D'autres, moins roides, sont aussi
éloignés que ces derniers de l'esprit
de Jésus-Christ. On les voit s'arranger le
mieux possible pour supporter leurs
disgrâces, et ils
réussissent.
Comment s'y prennent-ils ? Ils ont, comme on
dit, un heureux caractère ; ils
prennent la vie, et jusqu'au sérieux de la
vie, à la légère. Vous leur
voyez bientôt trouver quelque compensation
pour ce qu'ils ont souffert ; ils ont d'autres
ressources, et c'est ce qui les console. Mais ce
n'est point là porter la croix, c'est la
jeter. Et pourquoi ces hommes la jettent-ils ?

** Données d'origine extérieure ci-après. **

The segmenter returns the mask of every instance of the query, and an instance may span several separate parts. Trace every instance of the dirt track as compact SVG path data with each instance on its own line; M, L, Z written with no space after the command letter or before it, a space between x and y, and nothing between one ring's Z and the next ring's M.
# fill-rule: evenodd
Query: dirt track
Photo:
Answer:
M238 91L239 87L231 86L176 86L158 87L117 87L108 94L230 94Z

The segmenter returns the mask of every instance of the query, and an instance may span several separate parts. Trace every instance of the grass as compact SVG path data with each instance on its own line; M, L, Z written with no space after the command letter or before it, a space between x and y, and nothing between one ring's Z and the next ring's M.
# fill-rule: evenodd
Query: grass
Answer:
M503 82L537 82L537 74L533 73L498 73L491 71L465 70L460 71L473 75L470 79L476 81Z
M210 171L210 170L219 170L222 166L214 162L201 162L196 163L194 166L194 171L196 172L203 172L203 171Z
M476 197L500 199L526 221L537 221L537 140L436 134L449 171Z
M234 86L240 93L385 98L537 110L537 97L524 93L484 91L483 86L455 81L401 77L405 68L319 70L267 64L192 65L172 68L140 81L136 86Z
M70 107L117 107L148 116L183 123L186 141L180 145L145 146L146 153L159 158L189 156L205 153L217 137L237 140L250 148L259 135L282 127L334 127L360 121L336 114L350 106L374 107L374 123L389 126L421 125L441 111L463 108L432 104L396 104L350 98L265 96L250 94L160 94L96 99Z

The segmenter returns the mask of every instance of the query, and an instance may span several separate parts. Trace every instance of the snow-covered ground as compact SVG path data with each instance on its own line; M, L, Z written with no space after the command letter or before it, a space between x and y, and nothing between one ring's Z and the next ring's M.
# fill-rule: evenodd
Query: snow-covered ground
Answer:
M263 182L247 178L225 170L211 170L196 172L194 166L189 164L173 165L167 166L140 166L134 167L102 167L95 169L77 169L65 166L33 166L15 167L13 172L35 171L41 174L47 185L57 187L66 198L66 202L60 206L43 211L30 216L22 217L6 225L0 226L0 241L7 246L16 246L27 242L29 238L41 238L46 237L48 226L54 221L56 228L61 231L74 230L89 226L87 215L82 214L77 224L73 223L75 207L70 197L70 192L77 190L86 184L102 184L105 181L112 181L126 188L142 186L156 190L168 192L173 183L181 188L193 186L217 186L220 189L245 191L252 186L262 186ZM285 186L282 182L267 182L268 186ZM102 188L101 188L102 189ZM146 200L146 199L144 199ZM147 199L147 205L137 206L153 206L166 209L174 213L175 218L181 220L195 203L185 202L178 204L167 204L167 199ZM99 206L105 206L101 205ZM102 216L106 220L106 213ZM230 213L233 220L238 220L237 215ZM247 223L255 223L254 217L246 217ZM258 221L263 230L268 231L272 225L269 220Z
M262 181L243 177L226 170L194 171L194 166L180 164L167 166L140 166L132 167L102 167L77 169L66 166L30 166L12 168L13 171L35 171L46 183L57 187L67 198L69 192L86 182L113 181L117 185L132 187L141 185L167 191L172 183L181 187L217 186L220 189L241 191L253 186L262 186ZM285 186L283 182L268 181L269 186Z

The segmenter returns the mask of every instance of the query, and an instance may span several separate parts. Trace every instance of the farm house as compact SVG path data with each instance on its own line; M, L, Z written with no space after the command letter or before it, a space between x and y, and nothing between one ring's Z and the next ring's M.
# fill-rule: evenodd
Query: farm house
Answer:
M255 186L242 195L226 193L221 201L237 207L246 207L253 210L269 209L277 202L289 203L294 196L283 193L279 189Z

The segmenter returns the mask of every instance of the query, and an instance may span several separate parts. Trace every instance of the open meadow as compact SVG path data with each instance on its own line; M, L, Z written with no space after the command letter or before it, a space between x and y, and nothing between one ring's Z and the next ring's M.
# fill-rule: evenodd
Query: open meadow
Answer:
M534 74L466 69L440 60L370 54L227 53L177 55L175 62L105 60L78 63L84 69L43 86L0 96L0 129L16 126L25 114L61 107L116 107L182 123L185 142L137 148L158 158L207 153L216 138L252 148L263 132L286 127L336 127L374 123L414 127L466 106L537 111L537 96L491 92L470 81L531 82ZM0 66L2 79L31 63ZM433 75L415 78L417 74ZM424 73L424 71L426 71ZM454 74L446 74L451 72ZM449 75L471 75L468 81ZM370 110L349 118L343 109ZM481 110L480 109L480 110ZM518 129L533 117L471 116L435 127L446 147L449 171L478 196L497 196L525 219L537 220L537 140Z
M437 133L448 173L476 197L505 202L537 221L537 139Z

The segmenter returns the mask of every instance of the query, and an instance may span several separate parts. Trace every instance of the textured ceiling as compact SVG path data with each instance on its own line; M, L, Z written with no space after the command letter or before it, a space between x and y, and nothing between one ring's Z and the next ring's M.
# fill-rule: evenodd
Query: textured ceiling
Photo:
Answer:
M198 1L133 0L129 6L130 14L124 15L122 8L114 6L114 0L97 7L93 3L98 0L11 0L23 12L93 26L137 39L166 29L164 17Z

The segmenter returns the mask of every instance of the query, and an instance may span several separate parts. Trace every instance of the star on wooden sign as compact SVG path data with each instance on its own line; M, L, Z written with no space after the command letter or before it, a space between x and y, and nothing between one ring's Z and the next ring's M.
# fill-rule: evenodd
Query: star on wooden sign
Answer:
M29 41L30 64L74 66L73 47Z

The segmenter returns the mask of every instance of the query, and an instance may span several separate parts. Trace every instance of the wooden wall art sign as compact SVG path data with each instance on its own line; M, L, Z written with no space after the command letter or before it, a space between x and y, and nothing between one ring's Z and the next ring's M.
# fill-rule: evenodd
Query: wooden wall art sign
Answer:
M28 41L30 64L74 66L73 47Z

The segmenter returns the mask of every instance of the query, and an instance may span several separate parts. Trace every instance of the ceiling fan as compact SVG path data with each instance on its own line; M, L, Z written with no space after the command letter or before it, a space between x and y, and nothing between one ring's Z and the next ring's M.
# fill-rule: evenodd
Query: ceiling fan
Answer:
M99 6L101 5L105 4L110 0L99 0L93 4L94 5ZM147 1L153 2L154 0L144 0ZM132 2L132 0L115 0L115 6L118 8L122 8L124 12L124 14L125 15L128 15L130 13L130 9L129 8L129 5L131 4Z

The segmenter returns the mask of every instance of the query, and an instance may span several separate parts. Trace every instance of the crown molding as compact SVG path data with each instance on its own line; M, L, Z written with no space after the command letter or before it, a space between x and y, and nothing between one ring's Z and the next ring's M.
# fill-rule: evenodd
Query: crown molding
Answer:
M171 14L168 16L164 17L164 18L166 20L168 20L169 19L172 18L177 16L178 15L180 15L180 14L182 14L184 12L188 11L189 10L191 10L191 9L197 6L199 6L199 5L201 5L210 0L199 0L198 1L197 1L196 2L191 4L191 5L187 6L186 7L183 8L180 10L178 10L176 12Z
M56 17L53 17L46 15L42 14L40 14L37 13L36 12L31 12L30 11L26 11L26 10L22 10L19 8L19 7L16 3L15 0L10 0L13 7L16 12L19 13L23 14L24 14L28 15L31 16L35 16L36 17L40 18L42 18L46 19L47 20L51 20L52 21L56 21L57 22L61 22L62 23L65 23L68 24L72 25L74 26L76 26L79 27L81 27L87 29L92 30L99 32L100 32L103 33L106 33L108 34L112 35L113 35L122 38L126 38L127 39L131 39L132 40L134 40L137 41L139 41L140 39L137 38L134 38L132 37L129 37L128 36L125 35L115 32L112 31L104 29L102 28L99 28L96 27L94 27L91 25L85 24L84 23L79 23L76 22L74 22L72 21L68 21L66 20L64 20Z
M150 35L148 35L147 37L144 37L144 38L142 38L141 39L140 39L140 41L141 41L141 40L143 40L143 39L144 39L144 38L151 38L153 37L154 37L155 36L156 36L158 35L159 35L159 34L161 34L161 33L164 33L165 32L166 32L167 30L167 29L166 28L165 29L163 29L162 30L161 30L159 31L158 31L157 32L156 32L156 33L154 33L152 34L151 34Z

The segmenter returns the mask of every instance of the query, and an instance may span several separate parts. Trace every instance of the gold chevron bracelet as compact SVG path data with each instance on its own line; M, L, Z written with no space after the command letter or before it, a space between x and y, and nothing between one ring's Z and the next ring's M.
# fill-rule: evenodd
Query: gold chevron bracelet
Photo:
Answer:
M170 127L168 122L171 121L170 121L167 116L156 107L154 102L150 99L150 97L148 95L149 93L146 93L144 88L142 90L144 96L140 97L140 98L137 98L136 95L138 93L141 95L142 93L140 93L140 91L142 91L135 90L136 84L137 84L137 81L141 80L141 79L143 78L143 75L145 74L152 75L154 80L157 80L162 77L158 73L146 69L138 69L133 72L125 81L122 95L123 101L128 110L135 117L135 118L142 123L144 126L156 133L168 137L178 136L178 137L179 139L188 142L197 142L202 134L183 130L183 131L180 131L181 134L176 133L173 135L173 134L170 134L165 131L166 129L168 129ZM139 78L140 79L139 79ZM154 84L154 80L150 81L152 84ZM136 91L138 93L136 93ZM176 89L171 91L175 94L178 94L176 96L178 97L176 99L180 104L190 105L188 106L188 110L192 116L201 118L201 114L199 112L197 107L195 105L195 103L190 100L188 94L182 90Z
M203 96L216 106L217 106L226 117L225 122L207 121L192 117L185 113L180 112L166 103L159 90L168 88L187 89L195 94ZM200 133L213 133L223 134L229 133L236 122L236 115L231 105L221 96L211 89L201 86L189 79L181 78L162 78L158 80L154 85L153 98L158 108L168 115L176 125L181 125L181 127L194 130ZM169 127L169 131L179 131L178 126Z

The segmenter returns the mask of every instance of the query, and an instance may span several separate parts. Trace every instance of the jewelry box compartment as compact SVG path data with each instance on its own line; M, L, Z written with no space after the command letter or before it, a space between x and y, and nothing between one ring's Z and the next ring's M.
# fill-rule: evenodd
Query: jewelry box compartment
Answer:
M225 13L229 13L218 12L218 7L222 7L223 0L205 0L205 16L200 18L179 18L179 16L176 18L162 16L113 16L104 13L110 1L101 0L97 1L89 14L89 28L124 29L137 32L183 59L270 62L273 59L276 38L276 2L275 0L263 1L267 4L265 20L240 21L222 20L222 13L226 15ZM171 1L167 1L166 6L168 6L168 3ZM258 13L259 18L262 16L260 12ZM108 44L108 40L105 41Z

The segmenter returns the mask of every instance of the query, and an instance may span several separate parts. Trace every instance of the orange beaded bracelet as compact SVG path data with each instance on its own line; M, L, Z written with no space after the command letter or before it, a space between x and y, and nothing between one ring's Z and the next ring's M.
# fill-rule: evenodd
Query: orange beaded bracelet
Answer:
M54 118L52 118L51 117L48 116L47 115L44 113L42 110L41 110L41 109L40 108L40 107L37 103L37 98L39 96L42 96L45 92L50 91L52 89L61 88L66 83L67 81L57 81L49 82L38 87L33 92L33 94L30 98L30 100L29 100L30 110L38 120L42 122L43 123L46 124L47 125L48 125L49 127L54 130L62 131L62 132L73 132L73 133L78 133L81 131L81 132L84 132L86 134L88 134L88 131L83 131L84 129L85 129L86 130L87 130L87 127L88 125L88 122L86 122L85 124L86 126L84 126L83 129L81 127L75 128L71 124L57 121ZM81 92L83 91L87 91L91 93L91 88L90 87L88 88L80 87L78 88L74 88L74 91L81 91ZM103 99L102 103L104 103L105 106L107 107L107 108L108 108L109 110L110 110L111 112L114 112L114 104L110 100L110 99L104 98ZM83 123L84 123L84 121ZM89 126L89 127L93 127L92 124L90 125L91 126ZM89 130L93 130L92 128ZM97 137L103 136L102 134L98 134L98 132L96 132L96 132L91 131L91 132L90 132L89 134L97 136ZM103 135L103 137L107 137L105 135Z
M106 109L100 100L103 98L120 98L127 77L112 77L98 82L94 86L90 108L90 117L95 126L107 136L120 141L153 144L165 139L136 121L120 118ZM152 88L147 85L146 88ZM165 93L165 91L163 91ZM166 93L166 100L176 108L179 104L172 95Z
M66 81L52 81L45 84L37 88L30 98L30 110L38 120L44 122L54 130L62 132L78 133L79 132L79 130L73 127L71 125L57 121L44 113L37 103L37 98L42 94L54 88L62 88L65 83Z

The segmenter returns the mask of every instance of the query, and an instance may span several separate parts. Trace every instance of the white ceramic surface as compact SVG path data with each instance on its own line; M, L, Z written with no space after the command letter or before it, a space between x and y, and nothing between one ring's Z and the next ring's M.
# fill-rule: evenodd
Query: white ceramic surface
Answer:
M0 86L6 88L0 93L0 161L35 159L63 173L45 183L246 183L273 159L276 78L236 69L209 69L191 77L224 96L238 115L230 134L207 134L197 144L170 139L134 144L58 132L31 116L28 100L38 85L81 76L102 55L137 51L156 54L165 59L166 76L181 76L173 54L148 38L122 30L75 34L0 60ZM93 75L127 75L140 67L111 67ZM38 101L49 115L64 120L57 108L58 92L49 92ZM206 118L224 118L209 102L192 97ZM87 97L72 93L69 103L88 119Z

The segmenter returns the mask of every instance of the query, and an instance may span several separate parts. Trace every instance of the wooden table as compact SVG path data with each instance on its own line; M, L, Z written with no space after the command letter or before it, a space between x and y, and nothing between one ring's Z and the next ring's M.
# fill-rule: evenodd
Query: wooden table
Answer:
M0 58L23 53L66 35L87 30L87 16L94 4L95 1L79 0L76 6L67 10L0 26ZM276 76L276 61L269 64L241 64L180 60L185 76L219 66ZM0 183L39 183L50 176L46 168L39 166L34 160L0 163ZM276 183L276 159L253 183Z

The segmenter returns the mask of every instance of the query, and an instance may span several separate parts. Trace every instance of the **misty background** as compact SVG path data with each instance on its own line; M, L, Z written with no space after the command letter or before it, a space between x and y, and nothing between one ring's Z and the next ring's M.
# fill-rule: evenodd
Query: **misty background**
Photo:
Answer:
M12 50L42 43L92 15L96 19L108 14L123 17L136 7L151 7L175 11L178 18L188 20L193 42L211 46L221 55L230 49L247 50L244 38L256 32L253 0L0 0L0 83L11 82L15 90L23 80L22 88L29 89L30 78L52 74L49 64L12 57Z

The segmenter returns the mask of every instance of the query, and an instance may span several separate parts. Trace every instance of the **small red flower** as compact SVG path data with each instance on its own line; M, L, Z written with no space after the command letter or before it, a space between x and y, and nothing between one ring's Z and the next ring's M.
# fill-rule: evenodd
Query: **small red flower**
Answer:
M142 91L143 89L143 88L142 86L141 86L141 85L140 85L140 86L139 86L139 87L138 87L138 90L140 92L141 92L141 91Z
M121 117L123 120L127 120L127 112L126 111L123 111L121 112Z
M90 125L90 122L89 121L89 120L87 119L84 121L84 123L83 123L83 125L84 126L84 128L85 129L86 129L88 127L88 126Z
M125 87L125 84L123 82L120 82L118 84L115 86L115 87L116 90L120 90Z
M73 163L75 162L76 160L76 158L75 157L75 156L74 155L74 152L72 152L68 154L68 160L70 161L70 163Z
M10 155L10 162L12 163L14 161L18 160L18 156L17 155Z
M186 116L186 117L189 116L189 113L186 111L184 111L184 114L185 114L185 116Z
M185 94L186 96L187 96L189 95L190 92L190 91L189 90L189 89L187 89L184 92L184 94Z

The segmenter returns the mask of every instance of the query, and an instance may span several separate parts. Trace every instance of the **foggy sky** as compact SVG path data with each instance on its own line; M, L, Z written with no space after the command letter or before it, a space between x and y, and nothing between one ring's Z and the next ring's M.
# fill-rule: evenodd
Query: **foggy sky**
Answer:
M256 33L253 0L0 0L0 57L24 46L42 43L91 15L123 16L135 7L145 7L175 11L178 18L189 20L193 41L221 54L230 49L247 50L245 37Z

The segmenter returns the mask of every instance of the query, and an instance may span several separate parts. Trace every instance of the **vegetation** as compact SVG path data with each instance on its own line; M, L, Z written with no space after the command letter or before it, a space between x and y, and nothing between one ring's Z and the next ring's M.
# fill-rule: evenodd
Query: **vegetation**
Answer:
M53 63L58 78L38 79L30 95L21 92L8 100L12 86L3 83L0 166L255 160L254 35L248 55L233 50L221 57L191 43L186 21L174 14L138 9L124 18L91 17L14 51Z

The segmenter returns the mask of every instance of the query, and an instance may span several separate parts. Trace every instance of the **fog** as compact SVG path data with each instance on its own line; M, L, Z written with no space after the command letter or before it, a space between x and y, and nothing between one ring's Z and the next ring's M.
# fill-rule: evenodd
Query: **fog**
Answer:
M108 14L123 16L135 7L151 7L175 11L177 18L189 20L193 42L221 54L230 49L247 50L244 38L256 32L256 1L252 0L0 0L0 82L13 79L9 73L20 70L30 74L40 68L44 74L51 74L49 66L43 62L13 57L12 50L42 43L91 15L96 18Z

C'est parce qu'elle leur fait peur. S'ils n'avaient
point horreur de la croix, leur coeur ne se
tournerait pas si vite d'un autre
côté.
Il y a encore une classe d'hommes qui tirent leur
force de l'espérance. S'ils sont dans une
détresse, ils sentent bien cette
détresse, mais ils espèrent un
changement de position. Ils savent si bien se
transporter dans l'avenir, et ils ont l'imagination
si heureuse, que, sous la croix, ils ne sentent
presque plus la croix, ils la voient
ôtée en espérance. Ce n'est pas
non plus porter la croix comme Jésus-Christ. Si son âme est
troublée, il
sent que c'est pour cette heure même qu'il
est venu. Il sent chaque trait qui
s'enfonce dans son âme ou
qui accable son corps ; il savoure ses
souffrances comme un autre savoure ses joies. Ce
qui le soutient sous la croix, c'est une force
présente, ce n'est pas une espérance
qui est devant lui. C'est aussi au moment
présent que nous avons à regarder, si
nous sommes sous la croix. Nous perdons tout le
fruit de ce moment, en allant si vite dans nos
pensées et dans nos espérances. Les
hommes que nous avons devant nous ont-ils quelque
chose pour ce moment même ? Nous voyons
qu'ils prennent les ailes de l'imagination, pour
échapper à ce moment.
Pourquoi ? C'est toujours la même
réponse : c'est qu'ils ont horreur de
la croix.
Quel tort nous faisons-nous, en gardant en nous cet
esprit crucifuge ? Nous avons dit que nous
nous privons par là des plus grandes
bénédictions de la vie
chrétienne.
N'est-ce pas une bénédiction
d'être rendu fervent d'esprit ? Or, le sommes-nous dans
nos jours
ordinaires ? Dans ce paisible
laisser-aller de nos aises et de nos habitudes,
avons-nous cette chaleur vitale qui nous
maintient en communion avec
Dieu ? N'est-ce pas trop souvent la
tiédeur qui nous domine ? Et qu'y
a-t-il de plus efficace, pour nous faire sortir de
nos langueurs spirituelles, qu'une croix ?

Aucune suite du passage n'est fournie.